Vicepresidente del Parlamento andaluz, Ignacio García (IU): ¿Alguien en su sano juicio piensa que nuestro sistema de democracia formalista es mucho mejor que lo de Venezuela y otros países de Latinoamérica?

Las declaraciones de José Antonio Castro, portavoz de IU en el Parlamento de Andalucía, tras el fallecimiento de Hugo Chávez y en relación a la implantación del “socialismo del s. XXI” en Andalucía han causado sin duda revuelo en la caverna.

En relación a la línea política de IU y estas últimas declaraciones, destaco un comentario (nº 2) a la noticia en el Diario de Sevilla que es bastante claro:

Esteban 07.03.2013, 20:52

A ver si es verdad que para algo os votamos. Ya está bien de capitalismo: 6 millones de parados (27% paro) y 22% de los Españoles por debajo del umbral de la pobreza. Más de 11 millones de trabajadores ganando menos de 1. 000 euros y pensiones de 500 euros. Capitalismo=mata. Votamos a IU para implantar el socialismo, por fin abren los ojos.

A continuación un artículo de prensa en el que se recogen algunas de las reflexiones del Vicepresidente del Parlamento, Ignacio García (IU) -negritas del original, no consigo quitarlas:

http://www.diariodesevilla.es/article/andalucia/1478552/alguien/piensa/nuestro/sistema/es/mucho/mejor/lo/venezuela.html

El vicepresidente del Parlamento andaluz, Ignacio García (IU) se ha cuestionado si alguien piensa que “nuestro sistema de democracia formalista es mucho mejor que lo de Venezuela” y recuerda que “aquí, el Jefe del Estado lo es, si quiere, hasta que se muera y, encima, no lo ha elegido nadie”. García, en un comunicado, critica las “burlas” a que son sometidos quienes defienden o reconocen el trabajo realizado en Venezuela por Hugo Chávez, como ha sido recientemente, tras su fallecimiento, el caso de José Antonio Castro, portavoz del Grupo de Izquierda Unida en el Parlamento de Andalucía.

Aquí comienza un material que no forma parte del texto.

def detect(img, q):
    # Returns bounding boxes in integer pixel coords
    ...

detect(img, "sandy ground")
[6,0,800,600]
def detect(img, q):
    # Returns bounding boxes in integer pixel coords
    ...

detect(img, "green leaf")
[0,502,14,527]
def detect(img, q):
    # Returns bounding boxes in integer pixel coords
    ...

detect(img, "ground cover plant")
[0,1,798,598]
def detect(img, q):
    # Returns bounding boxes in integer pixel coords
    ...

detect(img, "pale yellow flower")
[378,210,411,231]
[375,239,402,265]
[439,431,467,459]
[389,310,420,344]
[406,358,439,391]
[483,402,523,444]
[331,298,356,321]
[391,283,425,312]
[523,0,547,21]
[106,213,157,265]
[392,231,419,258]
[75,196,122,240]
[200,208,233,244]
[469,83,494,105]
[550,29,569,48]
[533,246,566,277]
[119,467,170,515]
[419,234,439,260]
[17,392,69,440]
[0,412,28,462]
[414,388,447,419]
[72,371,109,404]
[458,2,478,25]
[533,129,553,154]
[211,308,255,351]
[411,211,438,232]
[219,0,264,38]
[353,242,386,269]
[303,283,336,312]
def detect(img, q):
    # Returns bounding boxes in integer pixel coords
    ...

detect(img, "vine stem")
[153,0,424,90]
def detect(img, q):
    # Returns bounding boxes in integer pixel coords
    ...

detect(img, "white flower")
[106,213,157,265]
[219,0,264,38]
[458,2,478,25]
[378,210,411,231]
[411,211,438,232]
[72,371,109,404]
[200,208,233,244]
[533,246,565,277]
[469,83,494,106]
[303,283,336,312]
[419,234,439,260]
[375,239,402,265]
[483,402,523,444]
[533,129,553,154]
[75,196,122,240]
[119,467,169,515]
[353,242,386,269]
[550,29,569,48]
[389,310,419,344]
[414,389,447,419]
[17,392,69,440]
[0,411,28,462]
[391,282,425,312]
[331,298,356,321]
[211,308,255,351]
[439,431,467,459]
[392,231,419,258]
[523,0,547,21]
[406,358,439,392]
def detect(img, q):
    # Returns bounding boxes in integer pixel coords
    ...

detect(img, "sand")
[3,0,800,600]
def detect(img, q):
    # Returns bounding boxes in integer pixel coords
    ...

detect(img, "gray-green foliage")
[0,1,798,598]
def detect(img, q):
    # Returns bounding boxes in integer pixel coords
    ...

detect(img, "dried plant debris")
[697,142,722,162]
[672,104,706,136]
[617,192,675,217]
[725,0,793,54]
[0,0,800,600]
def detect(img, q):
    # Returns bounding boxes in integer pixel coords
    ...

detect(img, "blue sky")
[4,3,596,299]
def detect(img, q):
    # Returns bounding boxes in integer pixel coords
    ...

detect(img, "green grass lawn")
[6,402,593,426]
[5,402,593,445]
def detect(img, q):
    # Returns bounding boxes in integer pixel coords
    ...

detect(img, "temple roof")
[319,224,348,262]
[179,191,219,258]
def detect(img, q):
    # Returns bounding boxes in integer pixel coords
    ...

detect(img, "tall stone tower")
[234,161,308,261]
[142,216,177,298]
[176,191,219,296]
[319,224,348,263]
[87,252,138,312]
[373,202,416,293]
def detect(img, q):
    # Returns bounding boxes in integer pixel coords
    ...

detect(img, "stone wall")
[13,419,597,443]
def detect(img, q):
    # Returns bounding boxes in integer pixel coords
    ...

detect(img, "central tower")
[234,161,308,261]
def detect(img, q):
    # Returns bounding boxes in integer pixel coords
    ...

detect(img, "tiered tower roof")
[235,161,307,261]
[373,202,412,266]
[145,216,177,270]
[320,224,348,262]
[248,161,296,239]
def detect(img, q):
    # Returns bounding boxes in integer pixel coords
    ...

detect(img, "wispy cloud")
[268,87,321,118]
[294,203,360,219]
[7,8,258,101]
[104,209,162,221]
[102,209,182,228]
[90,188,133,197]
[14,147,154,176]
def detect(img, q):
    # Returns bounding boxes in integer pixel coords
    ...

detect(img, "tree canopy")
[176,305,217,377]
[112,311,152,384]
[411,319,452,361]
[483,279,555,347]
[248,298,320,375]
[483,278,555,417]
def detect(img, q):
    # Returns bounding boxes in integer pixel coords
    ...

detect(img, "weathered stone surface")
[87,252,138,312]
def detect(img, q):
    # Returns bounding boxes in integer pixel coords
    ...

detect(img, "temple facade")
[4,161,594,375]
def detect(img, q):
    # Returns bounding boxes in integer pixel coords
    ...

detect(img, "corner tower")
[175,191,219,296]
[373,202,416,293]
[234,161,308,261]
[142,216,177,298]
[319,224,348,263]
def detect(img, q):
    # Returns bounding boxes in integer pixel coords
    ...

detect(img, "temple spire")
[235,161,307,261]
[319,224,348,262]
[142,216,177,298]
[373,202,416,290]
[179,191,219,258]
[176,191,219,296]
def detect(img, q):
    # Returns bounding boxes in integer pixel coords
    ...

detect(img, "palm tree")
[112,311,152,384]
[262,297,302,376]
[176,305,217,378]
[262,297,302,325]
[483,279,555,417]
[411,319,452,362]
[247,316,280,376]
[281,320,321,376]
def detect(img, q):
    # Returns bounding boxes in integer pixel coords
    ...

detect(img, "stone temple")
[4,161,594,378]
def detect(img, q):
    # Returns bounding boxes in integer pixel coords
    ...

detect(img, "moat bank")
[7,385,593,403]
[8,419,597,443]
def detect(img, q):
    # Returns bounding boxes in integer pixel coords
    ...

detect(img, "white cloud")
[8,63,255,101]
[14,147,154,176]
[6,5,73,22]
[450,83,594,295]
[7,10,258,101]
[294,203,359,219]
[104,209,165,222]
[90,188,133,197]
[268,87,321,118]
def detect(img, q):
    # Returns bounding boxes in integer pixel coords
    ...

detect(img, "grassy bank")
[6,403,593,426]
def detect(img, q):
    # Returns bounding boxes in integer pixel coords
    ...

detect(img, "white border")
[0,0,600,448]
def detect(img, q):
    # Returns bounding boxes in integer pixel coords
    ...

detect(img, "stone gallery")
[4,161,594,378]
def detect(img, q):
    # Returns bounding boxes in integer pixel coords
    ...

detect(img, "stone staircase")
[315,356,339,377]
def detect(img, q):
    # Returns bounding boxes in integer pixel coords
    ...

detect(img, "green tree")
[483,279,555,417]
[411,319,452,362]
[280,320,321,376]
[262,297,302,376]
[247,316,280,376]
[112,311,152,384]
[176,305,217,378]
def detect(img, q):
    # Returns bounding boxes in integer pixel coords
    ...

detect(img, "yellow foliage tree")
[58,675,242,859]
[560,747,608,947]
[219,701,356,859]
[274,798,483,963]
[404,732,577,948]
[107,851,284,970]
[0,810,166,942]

El vicepresidente del parlamento y diputado por Cádiz señala en su artículo que se critica “con muy poco rigor” a quienes han defendido o alabado “determinadas políticas que se aplican en Venezuela“. “A estas alturas, con tanta gente ya en la cuneta, ¿Alguien en su sano juicio piensa que nuestro sistema de democracia formalista es mucho mejor que lo de Venezuela y otros países de Latinoamérica? ¿Mejor un sistema como éste convertido en máquina de fabricar parados, desahuciados y marginados, por un lado, y grandes fortunas, por otro?”, se cuestiona.

Destaca que mientras “se critica y criticó a Chavez -y a otros presidentes latinoamericanos- por modificar la constitución para poder prolongar el número de sus mandatos y tener más tiempo para culminar su proyecto” en España “se modificó la Constitución por un pacto entre dos partidos para dar a los bancos prioridad para cobrar“. “Ah, y que no se olvide, aquí, el Jefe del Estado lo es, si quiere, hasta que se muera y, encima, no lo ha elegido nadie. Chávez ganó cuatro elecciones democráticas, ¿o no? ¿A quién habría que decirle ‘¿por qué no te callas?”, añade.

También critica el “desprecio” con el que se mira la actuación de Chávez con determinados medios de comunicación que “sistemáticamente se dedicaron a boicotear sus políticas” y se pregunta si es mejor “nuestro sistema mediático, sometido a los intereses de los accionistas y esclavo de la publicidad que la sostiene, esto es, de las grandes empresas y bancos y, también, de la institucional del gobierno de turno”.

El vicepresidente del Parlamento andaluz también compara que “Chávez, con su política de gestión del petróleo, ha reducido la pobreza de Venezuela a la mitad” y, con otras medidas, “ha acercado la sanidad gratuita a todo el pueblo” y “ha extendido la educación pública y gratuita a toda la población” mientras en España se extienden “pobreza, paro y privatizaciones sanitarias y educativas”. “¡Y nos atrevemos a dar lecciones!”, dice para luego señalar que él, como José Antonio Castro, se apuntó “a soñar para España y Andalucía muchas de las políticas de Chávez. Con modulaciones, si se quiere, pero políticas socialistas de verdad al fin y al cabo”, que prefiere a las de “esta Europa negra de restricciones y recortes, donde realmente gobierna alguien a quien nadie hemos votado”.